Господин Родион прожил еще пять лет – в точности, как пожелал. Все, кого он знал и любил, умерли. А господин Родион жил. Понимаете, Смерть не любит, когда им помыкают.
На спа-курорт под Лейтон-Баззардом я не поехал.
Я слушал музыку.
Слушал реквиемы.
И вот однажды – мое исцеление тогда еще не завершилось – я пошел в парк в Стретэме; пошел наобум, куда угодно, лишь бы быть в движении, лишь бы не сидеть на месте, не думать. В парке проводили фестиваль воздушных змеев: детишки, ленты, яркие краски, музыка, барбекю. Я стал наблюдать. До этой минуты я видел лишь смерть
смерть в сновиденьях
в каждом встречном лице
смерть в небе и на земле
но в тот день
наблюдая за воздушными змеями
я увидел жизнь, и понял, что это чудо.
Жизнь – чудо.
Моя жизнь – чудо.
Это чувство, это удивительное ощущение…
…разве можно добровольно от него отказаться?
Разве смогу отказаться я?
Глава 72
– Чарли?
Отъезд из гостиницы, Лагос, сумки уложены, тело болит, чей-то голос.
– Чарли?
Чарли поднял голову.
– Патрик?
Патрик Фуллер.
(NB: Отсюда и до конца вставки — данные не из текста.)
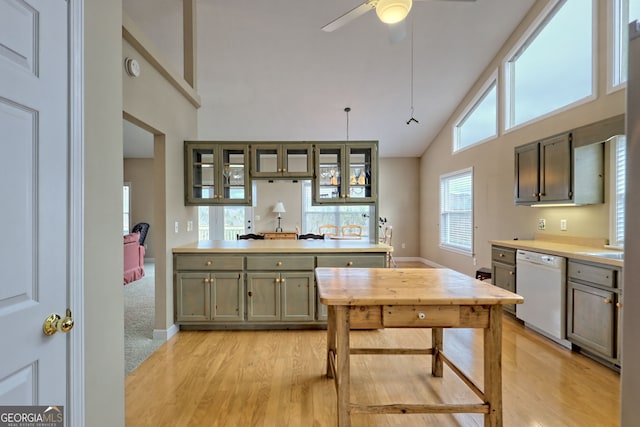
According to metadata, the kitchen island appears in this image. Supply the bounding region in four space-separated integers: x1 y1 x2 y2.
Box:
173 240 393 329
Ровная спина, уверенный взгляд, пятки вместе, прямые темные волосы. Сегодня на Патрике угольно-черный костюм, который даже после перелета выглядит безупречно, а за спиной Патрика стоит помощница – каштановые волосы, мешки под глазами. У него же нет и намека на мешки, он свеж и бодр – как ему это удается?! Что за волшебное средство подмешивают в имбирное пиво в бизнес-классе?
– Что ты… откуда ты?..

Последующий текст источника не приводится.